Though still positive, growth in air and sea freight was restrained by concerns over economic lulls in Asia and Europe, and possible U.S. trade policy hardening.
Growth in international freight went unexpectedly soft in the third quarter of 2018, with demand in both air and maritime sectors limited to modest rises. The reasons for the slowing appear to be lurching macro-economic activity in certain key regions – particularly Asia and Europe – and wariness among exporters about how potential hardening of U.S. trade policy might affect activity.
Though full Q3 figures have yet to be released, available statistics indicate an easing of the 0.4% increases in Europe’s GDP in each of the first two quarters of 2018. Similar easing occurred across Asia. Factory output across Europe in September dropped, and in China 15 straight months of successively higher industrial production came to a halt.
Though the U.S. continued its strong performance with an estimated 3.2% GDP rise, the tough trade measures emanating from Washington at least partially inspired the doubts and hesitancy that slowed export activity in other regions.

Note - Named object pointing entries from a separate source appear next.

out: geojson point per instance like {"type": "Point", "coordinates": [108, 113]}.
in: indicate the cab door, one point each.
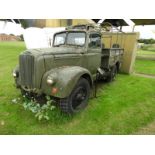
{"type": "Point", "coordinates": [94, 52]}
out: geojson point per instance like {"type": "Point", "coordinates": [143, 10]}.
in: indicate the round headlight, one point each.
{"type": "Point", "coordinates": [14, 74]}
{"type": "Point", "coordinates": [50, 81]}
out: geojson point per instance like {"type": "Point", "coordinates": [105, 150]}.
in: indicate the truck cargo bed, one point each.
{"type": "Point", "coordinates": [110, 56]}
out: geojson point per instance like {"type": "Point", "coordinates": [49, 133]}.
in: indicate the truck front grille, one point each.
{"type": "Point", "coordinates": [26, 66]}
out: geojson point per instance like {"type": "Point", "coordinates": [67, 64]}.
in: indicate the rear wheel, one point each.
{"type": "Point", "coordinates": [78, 99]}
{"type": "Point", "coordinates": [112, 75]}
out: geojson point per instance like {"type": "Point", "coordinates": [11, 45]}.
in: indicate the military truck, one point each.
{"type": "Point", "coordinates": [68, 69]}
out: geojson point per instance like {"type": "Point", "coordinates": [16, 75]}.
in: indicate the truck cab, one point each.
{"type": "Point", "coordinates": [68, 69]}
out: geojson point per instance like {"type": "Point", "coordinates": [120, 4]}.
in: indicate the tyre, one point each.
{"type": "Point", "coordinates": [112, 74]}
{"type": "Point", "coordinates": [78, 99]}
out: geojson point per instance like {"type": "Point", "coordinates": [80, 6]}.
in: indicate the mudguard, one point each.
{"type": "Point", "coordinates": [65, 79]}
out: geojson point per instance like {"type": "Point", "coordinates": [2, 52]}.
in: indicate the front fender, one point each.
{"type": "Point", "coordinates": [65, 80]}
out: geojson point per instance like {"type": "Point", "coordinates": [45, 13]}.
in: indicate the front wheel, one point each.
{"type": "Point", "coordinates": [78, 99]}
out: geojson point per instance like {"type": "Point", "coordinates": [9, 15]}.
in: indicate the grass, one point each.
{"type": "Point", "coordinates": [145, 52]}
{"type": "Point", "coordinates": [145, 66]}
{"type": "Point", "coordinates": [122, 107]}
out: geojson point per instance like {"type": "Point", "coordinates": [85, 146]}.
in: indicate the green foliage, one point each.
{"type": "Point", "coordinates": [41, 111]}
{"type": "Point", "coordinates": [145, 66]}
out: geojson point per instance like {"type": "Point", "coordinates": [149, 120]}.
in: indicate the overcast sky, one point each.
{"type": "Point", "coordinates": [146, 32]}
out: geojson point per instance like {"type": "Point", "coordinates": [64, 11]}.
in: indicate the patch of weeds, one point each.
{"type": "Point", "coordinates": [41, 112]}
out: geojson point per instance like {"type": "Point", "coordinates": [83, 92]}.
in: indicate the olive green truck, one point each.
{"type": "Point", "coordinates": [68, 69]}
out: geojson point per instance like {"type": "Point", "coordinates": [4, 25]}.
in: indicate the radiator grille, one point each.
{"type": "Point", "coordinates": [26, 65]}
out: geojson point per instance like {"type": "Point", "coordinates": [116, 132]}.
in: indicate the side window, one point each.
{"type": "Point", "coordinates": [94, 41]}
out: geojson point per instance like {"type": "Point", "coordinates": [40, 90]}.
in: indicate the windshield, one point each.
{"type": "Point", "coordinates": [73, 38]}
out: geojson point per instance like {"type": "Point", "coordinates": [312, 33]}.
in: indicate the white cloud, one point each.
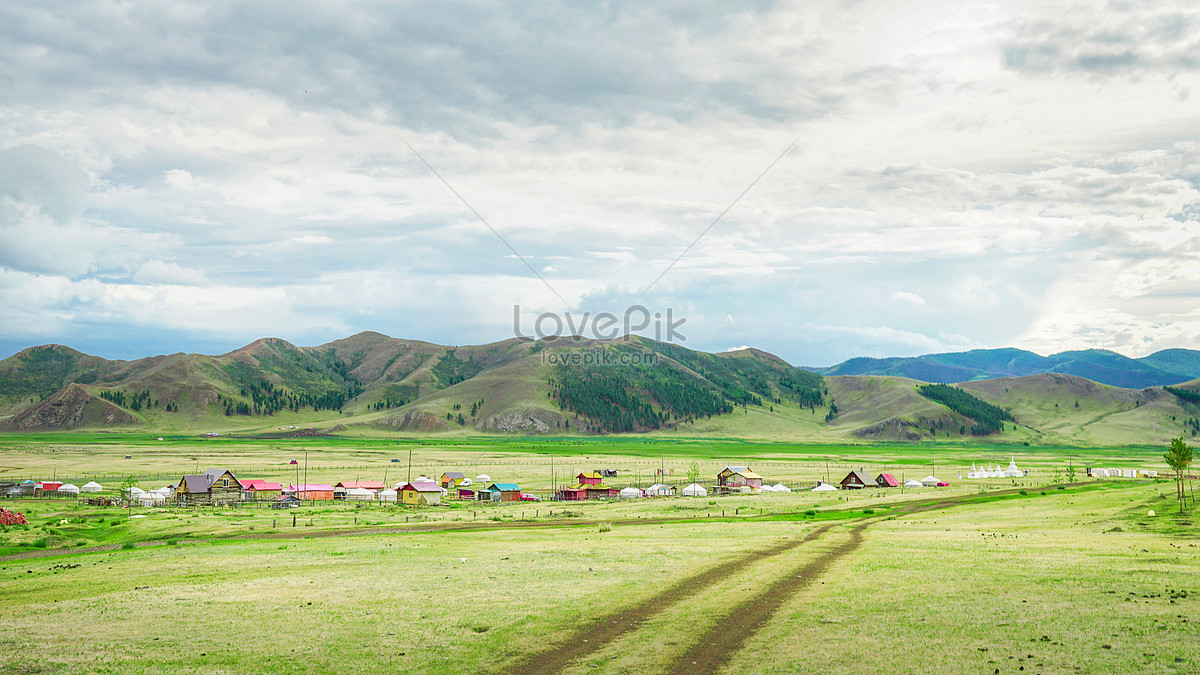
{"type": "Point", "coordinates": [909, 297]}
{"type": "Point", "coordinates": [172, 274]}
{"type": "Point", "coordinates": [982, 174]}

“Routes to and from the U.S., especially trans-Pacific volumes, remained dynamic, but demand slackened elsewhere – particularly traffic to and from Europe,” says Anne-Sophie Fribourg, Sea Freight Procurement Director for Bolloré Logistics in Paris, adding Q3 growth is not expected to match the 4% level of the previous quarter.
“That slowing, and continuing over-capacity, held base rates fairly stable, and we don’t foresee any major changes in volumes soon,” she says. “However, the addition of surcharges to offset higher oil prices since June has accompanied new opacity of fuel and bunker costs that freight forwarders are challenging. That must be resolved ahead of the considerable rise in shipping prices that’s on the way.”
The reason for that hike, Ms. Fribourg explains, is new environmental requirements reducing sulfur emissions 85% by 2020. To prepare for that, maritime transporters are installing filters to cut sulfur discharges, or ordering new vessels to be outfitted with natural gas engines.
“It’s estimated these measures will cost around $60 billion – a heavy expense, especially to transporters that collectively lost 3% to 4% in the first half of the year despite higher volumes,” Ms. Fribourg says. “Carriers are already planning to pass those environmental costs on to clients.”
Rising oil prices also made air freight more expensive -- though clients using the skies will be spared the extraordinary environmental costs awaiting maritime exporters. More broadly, however, the same tepid economic growth combined with concerns about tightening trade measures created a drag on air cargo activity in Q3 as they did on the seas.
“Positive, but meek, with volumes still low enough that we’ve yet to see the usual peak season surcharges we usually do heading into the last months of the year,” says Claude Picciotto, Air Freight Procurement Director for Bolloré Logistics in Paris. “Europe is idling and activity in and out of China is soft. Meanwhile, the growth boost in recent quarters added by new booming e-commerce doesn’t provide the same lift now that it’s become a fixed and expected part of the mix.”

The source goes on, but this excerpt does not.